怪物1年生の清宮 (c)朝日新聞社 @@写禁
怪物1年生の清宮 (c)朝日新聞社 @@写禁
俊足のオコエ (c)朝日新聞社 @@写禁
俊足のオコエ (c)朝日新聞社 @@写禁

 そこにいるはずのない清宮幸太郎(16、早稲田実)の姿があった。

 U18ワールドカップ(W杯)に出場する高校日本代表が集合した8月22日。甲子園でベスト4に進出したチームの選手は、翌23日の合流とされていた。ところが、20日に帰京していた清宮は急遽とんぼ返りし、合宿初日から参加したのだ。

「じつは明日からでいいとは知らなくて(笑)。たくさん高校球児がいる中で、1年生の僕を選んでもらった。一日でも長くやれるほうが楽しいので今日来られてよかった」

 何とも健気で、天然であり大物である。

 甲子園には、怪物1年生を一目見ようと大勢のファンが詰めかけ、朝6時の段階で甲子園のチケット売り場から阪神・甲子園駅まで長蛇の列ができていた。早実の試合が第1試合ばかりだったため、観客を動員するために、また警備の手配をしやすくするために、早実の試合が第1試合になるよう高野連が仕組んでいるのではないか、とさえ噂された(毎試合後に厳正に抽選が行われるためそんな事実はない)。

 清宮は甲子園で19打数9安打を放ち、2本塁打8打点を記録した。パワーに頼らず、リストをうまく使って、身体の回転で打球を遠くに飛ばすのが清宮のバッティングである。大会中はインコースを執拗に攻められたが、準々決勝・九州国際大付との試合では彼らしいフォームで内角のボールを弾丸ライナーでスタンドに運んだ。

 期待値をはるかに上回る数字を残し、客寄せのパンダではなく、実力で高校日本代表を勝ち取った。

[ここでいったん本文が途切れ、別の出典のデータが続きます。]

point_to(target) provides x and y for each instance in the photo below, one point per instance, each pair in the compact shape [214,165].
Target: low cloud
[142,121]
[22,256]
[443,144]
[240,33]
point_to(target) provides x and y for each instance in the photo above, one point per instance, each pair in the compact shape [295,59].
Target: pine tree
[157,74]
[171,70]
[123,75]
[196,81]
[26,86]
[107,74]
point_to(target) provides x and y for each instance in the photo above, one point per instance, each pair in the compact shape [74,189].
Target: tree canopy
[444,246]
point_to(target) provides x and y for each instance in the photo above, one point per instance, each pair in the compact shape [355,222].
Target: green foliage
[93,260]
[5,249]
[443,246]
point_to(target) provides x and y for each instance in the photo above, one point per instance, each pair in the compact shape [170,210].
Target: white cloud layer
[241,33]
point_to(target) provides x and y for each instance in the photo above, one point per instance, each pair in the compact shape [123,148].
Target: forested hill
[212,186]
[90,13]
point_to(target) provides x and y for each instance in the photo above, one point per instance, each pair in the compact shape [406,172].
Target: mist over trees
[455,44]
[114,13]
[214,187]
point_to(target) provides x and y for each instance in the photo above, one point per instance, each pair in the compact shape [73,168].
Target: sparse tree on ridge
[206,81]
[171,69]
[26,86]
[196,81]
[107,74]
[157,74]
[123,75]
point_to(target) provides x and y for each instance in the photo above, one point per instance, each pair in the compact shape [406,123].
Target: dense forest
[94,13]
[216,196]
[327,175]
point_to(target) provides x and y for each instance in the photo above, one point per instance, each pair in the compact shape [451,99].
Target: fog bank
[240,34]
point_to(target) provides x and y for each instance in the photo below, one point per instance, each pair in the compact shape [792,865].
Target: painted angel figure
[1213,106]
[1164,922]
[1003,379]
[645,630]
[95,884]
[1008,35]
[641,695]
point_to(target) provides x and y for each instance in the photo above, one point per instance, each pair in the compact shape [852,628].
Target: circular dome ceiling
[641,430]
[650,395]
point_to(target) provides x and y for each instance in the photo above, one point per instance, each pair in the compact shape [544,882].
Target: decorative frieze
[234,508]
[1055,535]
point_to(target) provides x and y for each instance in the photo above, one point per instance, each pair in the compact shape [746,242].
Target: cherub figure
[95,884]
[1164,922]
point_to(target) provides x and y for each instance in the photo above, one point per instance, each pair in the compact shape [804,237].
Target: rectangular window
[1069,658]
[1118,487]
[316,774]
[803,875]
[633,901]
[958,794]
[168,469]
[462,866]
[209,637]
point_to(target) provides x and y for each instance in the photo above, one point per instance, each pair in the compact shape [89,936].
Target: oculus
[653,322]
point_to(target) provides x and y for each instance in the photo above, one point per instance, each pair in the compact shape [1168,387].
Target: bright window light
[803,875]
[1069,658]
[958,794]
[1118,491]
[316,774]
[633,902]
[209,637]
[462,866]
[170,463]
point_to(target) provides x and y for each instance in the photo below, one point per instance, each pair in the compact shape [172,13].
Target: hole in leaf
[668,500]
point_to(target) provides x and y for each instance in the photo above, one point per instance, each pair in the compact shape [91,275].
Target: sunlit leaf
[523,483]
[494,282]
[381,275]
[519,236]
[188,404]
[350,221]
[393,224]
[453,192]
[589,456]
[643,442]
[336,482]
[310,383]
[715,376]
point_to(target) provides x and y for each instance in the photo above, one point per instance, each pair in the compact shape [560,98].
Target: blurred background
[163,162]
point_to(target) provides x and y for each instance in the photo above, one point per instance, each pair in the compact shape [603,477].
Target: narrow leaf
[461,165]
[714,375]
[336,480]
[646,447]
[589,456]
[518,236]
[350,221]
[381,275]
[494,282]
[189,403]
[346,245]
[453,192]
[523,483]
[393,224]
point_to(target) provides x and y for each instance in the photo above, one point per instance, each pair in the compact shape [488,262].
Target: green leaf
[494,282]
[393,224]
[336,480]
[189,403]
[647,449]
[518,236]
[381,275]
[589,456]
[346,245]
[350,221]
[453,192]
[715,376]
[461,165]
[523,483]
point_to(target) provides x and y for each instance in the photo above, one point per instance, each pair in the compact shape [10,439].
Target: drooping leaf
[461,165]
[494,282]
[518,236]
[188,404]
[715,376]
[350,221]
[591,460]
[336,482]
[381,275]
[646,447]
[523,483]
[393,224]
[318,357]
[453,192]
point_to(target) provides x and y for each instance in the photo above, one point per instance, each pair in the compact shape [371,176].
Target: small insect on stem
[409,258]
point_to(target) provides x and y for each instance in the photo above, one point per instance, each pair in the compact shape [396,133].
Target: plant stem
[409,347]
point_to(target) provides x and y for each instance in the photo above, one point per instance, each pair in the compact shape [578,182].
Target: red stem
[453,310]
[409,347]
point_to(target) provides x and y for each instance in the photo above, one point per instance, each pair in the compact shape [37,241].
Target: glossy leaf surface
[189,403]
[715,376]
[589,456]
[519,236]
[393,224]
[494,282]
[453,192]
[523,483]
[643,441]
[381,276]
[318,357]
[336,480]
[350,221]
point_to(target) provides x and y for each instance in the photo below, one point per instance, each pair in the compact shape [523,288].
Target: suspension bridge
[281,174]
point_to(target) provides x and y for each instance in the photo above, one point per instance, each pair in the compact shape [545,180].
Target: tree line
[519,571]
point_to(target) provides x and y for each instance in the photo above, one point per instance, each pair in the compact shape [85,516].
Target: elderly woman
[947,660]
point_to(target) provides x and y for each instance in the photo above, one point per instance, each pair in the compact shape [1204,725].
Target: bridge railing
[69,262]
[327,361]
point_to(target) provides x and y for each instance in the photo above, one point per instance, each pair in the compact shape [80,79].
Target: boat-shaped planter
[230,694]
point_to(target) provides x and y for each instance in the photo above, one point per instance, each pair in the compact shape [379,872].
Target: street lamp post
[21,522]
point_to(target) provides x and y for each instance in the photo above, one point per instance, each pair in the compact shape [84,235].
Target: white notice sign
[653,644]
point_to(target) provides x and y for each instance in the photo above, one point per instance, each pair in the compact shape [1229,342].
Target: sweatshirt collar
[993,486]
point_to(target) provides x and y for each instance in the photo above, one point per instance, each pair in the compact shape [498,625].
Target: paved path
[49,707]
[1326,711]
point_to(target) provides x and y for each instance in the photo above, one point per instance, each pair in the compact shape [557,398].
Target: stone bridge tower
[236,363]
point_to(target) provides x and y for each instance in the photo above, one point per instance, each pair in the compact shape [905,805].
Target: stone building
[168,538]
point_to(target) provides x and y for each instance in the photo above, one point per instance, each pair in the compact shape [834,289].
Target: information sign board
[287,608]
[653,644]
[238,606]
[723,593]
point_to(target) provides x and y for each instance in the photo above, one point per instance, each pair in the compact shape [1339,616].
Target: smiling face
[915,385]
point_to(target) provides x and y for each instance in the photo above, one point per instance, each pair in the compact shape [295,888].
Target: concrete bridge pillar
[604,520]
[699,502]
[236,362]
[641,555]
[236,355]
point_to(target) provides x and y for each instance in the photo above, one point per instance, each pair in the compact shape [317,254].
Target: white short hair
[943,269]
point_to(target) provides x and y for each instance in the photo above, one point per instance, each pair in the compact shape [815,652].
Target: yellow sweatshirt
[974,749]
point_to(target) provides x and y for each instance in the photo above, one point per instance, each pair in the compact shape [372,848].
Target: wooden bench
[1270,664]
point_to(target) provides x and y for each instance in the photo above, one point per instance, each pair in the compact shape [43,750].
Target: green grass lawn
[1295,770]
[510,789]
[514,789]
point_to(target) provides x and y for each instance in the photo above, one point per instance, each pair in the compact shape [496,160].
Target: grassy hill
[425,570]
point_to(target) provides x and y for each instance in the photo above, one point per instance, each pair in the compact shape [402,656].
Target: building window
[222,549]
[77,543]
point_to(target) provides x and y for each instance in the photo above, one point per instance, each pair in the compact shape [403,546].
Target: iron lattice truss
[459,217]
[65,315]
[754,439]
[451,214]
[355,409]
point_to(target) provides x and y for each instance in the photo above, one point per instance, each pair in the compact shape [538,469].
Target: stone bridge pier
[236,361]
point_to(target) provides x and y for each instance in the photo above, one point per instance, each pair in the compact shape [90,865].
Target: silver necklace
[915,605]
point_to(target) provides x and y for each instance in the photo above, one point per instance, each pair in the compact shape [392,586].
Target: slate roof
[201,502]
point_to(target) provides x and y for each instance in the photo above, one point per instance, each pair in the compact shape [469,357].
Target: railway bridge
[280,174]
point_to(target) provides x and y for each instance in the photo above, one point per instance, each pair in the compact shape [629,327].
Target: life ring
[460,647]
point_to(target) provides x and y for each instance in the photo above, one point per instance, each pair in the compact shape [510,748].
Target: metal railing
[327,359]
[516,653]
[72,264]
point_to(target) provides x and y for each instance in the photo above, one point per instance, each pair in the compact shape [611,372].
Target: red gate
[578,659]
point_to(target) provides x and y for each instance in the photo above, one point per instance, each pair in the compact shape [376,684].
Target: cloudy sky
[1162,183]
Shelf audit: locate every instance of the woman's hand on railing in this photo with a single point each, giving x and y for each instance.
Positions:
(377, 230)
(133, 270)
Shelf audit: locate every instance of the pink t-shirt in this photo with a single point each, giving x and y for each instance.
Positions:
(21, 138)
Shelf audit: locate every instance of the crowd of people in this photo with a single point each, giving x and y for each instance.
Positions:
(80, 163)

 清宮と共に甲子園をわかせたニューヒーロー、関東一のオコエ瑠偉も選出された。ナイジェリア人の父と、日本人の母との間に生まれた彼は、50メートル5秒96という俊足の持ち主。初戦の高岡商戦は一塁強襲の“二塁打”を放ち、三回には1イニングに2三塁打。甲子園の歴史で、ここまで“足”で魅せた選手はいまい。

 さらに準々決勝の九回には2点本塁打を左翼席に運び、バットを放り投げて雄叫びをあげた。将来の夢はメジャーリーガーで、米国スカウトも訪れるW杯は格好のアピールの舞台だろう。